This common material stores and releases waste thermal energy on demand

Japanese researchers have shown that a common material can store heat efficiently and release it quickly, paving the way for its use in a wide range of fields.

A versatile material

The mineral ofmanganese oxide laminate contains potassium ions and water in crystalline form, implying that this common material can be used both for energy storage as well as as catalyst for’hydrolysis. In the context of work published in the journal NatureCommunicationsscientists from thetohoku university and some Rigaku Corporation highlighted another of his “ talent “.

After grinding the mineral into a powder, the team used X-rays and transmission electron microscopy to study its crystal structure when heated and cooled. It turned out that this was not only able to store heat, but also release it on demand, through a mechanism known as water intercalation.

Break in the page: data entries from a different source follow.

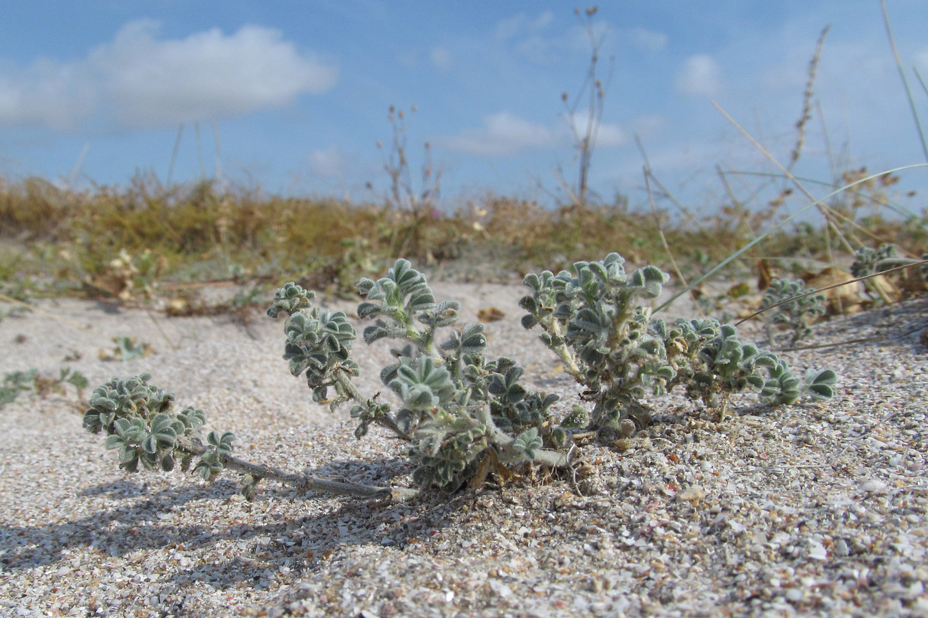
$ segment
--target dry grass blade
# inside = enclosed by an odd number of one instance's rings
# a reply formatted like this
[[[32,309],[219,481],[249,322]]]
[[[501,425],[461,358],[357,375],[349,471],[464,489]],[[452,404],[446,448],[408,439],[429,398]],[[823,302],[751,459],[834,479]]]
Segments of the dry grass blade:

Essentially, when the layered manganese oxide mineral is exposed to a high enough temperature, the water molecules stored inside gain energy and are released into the surrounding air. To release the thermal energy it has stored, simply rehydrate it by exposing it to humid air. In this case, the material was heated to 200°C to trigger its dehydration, then cooled to 120°C to release the stored heat.

Impressive properties

” This intercalation mechanism, where water molecules are reversibly inserted into a layered material, is very advantageous for heat storage. “, highlighted Tetsu Ichitsubo, lead author of the study. ” It is very fast, reversible and does not modify the structure of the material. In addition, ambient oxygen does not degrade the layered manganese oxide crystal and water does not dissolve it.. »

Having an energy density greater than 1,000 megajoules per cubic metre, this durable material can be loaded and unloaded in minutes, which would make it particularly useful for capturing and reusing energy lost in the form of heat in many processes, including industrial ones.

A few weeks ago, Swedish researchers unveiled a liquid device capable of storing solar energy for years and releasing it on demand, laying the foundations for self-recharging electronics.